The antitank guided missile variant, the Ratel ZT-3, is equipped with the indigenously-developed ZT-3 heavy antitank missile, known variously as the Makopa (Swift) and Ingwe (Leopard). The Ratel ZT3 is basically a Ratel-20 with a different turret, which is fitted with a three-round missile launcher. Other missiles are carried within the hull. This laser-guided ATGM is roughly comparable to the European HOT or American TOW missiles in performance; in fact, there have been allegations of it being based on a TOW prototype design which the Central Intelligence Agency provided to South Africa during the 1980s. It entered service in the late 1980s, in time for Operation Modular, and did yeoman service against enemy armor at Cuato Canevale. The SADF was previously limited to the obsolete French -designed ENTAC Wire-guided ATGM , which was usually transported in Land Rover s or other unarmoured vehicles.

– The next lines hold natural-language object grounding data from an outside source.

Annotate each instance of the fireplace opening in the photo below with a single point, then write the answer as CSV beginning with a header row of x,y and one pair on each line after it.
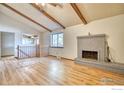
x,y
90,55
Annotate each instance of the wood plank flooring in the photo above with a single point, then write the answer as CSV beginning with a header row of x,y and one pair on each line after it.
x,y
50,71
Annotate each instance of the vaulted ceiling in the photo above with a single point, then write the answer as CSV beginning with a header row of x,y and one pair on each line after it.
x,y
51,17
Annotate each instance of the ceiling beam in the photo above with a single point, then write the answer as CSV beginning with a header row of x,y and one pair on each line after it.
x,y
76,9
46,14
23,15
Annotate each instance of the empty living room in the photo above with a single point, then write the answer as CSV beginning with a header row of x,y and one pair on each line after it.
x,y
62,44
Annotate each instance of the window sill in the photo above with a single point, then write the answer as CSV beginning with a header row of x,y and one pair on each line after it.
x,y
56,47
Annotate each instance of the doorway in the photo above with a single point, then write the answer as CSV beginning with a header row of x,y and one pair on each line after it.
x,y
7,44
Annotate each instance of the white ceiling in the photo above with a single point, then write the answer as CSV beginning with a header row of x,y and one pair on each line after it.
x,y
98,11
65,15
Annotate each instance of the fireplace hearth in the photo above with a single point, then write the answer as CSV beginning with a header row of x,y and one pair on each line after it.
x,y
90,54
92,51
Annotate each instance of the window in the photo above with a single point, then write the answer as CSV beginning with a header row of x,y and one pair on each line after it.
x,y
56,40
26,40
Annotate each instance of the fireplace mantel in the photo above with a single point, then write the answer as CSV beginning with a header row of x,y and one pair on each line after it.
x,y
93,43
96,43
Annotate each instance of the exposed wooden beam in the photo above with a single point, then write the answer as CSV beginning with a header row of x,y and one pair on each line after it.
x,y
46,14
75,7
23,15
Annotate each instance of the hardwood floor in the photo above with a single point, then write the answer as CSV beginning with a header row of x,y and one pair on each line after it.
x,y
50,71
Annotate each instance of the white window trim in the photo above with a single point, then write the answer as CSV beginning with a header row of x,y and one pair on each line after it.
x,y
57,39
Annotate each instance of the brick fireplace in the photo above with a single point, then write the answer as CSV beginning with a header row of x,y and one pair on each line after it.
x,y
92,48
93,55
92,51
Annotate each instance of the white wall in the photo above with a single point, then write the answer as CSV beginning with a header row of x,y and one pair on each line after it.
x,y
0,44
7,43
113,27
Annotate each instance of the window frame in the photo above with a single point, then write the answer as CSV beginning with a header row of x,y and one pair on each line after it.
x,y
51,40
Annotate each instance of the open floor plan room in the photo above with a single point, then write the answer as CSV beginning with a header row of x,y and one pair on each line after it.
x,y
61,44
51,71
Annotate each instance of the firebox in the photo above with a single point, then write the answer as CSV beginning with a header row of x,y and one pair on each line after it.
x,y
90,54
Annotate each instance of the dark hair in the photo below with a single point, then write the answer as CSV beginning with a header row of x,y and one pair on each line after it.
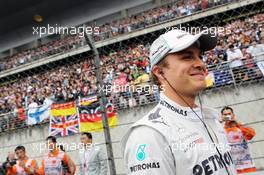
x,y
61,148
52,138
20,147
89,135
231,46
227,108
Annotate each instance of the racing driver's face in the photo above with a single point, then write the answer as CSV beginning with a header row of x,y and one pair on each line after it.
x,y
186,71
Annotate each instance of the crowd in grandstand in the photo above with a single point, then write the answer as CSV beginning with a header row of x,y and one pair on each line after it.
x,y
114,28
122,67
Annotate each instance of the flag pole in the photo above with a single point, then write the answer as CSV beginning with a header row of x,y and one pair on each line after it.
x,y
103,102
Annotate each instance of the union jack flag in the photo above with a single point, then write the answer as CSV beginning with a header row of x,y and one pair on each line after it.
x,y
64,125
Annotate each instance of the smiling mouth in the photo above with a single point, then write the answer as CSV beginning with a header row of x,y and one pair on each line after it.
x,y
199,75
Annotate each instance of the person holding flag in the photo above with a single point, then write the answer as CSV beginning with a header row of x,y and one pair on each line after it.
x,y
57,162
23,165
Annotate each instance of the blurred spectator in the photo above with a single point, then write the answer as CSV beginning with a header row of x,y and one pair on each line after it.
x,y
237,137
255,50
235,56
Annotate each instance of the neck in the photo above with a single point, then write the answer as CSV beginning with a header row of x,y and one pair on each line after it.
x,y
23,158
177,97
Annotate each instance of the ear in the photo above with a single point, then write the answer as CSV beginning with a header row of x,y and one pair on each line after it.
x,y
157,71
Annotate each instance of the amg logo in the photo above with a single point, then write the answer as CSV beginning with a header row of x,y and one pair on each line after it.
x,y
179,111
144,166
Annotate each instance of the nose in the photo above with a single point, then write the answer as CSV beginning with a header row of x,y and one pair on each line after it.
x,y
198,63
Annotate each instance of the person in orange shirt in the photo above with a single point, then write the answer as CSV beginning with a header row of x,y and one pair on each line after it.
x,y
237,137
24,165
57,162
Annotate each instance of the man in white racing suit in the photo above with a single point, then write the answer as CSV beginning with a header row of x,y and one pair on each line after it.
x,y
178,137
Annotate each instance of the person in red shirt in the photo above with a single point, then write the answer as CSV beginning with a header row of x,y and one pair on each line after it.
x,y
24,165
237,137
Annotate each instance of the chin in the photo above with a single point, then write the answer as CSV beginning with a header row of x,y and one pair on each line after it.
x,y
199,86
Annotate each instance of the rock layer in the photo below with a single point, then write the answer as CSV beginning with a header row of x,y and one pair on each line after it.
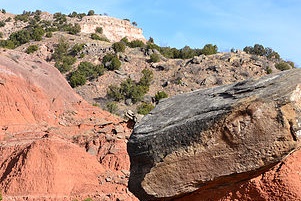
x,y
53,144
215,137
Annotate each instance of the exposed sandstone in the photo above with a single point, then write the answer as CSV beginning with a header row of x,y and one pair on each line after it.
x,y
114,29
216,136
53,144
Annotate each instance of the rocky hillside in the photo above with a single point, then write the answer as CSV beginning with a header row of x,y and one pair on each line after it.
x,y
54,145
91,38
52,136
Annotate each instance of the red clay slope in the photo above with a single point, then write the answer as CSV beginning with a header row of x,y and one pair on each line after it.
x,y
54,145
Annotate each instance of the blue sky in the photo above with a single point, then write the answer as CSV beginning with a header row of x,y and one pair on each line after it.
x,y
176,23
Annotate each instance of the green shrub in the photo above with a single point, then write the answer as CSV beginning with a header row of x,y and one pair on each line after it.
x,y
282,66
111,62
136,43
48,34
77,79
65,63
209,49
99,30
292,64
119,47
145,108
114,92
23,17
95,36
60,18
7,44
160,95
71,29
268,70
125,40
76,49
37,33
8,19
88,199
20,37
131,90
186,52
90,70
2,23
91,12
154,58
61,50
31,49
112,107
147,77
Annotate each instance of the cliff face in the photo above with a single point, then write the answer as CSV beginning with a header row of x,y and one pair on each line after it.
x,y
53,144
114,29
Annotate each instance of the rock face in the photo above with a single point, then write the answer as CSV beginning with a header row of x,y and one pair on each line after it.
x,y
214,137
53,144
282,182
114,29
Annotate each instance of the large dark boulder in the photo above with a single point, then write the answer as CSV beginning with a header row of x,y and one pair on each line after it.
x,y
210,138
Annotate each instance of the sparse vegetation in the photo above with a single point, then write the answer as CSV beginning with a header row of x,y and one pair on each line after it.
x,y
88,199
145,108
77,49
260,50
99,30
31,49
268,70
111,62
95,36
118,47
2,23
283,66
91,12
135,43
209,49
154,58
85,71
129,89
48,34
160,95
112,107
62,57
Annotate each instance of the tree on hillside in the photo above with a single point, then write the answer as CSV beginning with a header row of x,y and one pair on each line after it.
x,y
209,49
91,12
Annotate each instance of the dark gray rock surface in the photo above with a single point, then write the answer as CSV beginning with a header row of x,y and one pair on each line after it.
x,y
216,136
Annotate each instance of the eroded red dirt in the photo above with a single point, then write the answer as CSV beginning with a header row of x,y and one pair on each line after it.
x,y
53,144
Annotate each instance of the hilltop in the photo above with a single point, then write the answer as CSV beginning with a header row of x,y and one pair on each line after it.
x,y
89,38
57,74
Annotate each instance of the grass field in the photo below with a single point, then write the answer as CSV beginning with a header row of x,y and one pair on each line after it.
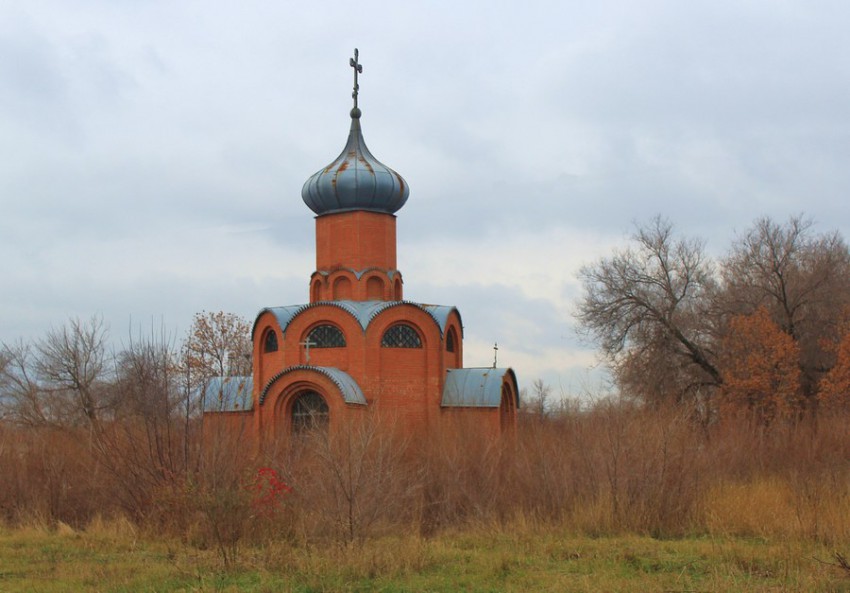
x,y
109,557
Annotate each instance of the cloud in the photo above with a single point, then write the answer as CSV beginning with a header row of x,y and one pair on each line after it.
x,y
153,153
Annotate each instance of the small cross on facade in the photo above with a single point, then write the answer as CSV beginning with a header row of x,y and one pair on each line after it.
x,y
358,69
307,343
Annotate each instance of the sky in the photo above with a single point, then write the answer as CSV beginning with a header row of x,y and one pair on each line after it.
x,y
152,153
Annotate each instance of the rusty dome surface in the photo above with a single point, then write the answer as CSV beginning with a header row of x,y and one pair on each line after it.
x,y
355,180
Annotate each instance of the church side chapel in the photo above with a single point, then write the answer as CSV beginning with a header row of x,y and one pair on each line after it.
x,y
358,347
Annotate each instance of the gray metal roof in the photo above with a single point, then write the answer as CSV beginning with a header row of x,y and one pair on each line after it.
x,y
355,180
229,394
476,387
348,387
363,311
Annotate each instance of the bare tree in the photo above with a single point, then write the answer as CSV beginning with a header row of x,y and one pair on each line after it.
x,y
22,399
218,345
72,363
647,307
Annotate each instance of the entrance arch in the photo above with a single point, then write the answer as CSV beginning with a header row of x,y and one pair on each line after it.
x,y
309,411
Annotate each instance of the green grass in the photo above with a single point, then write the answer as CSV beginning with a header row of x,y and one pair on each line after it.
x,y
481,560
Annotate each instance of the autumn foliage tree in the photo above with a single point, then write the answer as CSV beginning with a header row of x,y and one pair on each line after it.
x,y
677,326
760,365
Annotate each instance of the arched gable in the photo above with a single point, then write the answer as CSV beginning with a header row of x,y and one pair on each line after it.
x,y
364,312
346,387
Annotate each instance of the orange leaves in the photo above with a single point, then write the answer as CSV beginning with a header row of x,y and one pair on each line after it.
x,y
760,366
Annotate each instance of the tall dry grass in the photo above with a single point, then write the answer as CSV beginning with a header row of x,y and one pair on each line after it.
x,y
612,468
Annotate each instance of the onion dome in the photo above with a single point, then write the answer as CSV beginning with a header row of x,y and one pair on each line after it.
x,y
356,180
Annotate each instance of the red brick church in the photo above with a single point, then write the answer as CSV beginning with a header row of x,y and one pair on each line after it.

A typical SADF mechanized company consists of 16 Ratels, with three four-vehicle rifle platoons and a two-vehicle command section. A battalion's support company consists of 3 Ratel 90; 3 MILAN team in APC or Ratel-ZT3, 6 Ratel 81mm Mortar vehicles, and 3 Ystervark self-propelled 20mm AA vehicles. Since SADF units frequently operated in ad-hoc task forces during the Bushwar, however, units structures and equipment frequently varied widely. At the time of Operation Modular in 1988, for example, the 61st Mechanized's task force consisted of two infantry companies with Ratel 20s, an armored car squadron with 14 Ratel 90s, a mortar platoon with 12 81mm Ratels, an antitank company with a mix of ATGW and Ratel-90 vehicles as well as other attachments.


PRODUCTION HISTORY

The South African Army had been using the 6x6 British Alvis Saracen APC for several years before the acquisition of spare parts become problematic due to the arms embargo, the South Africans decided to manufacture a new vehicle to satisfy their needs. After building the Eland , a modified version of the 4x4 Panhard AML armoured car, Sandock then undertook to design a replacement for the Saracen. The prototype was completed in 1976, and the first units rolled out the following year. Since then, over a thousand Ratel vehicles were manufactured.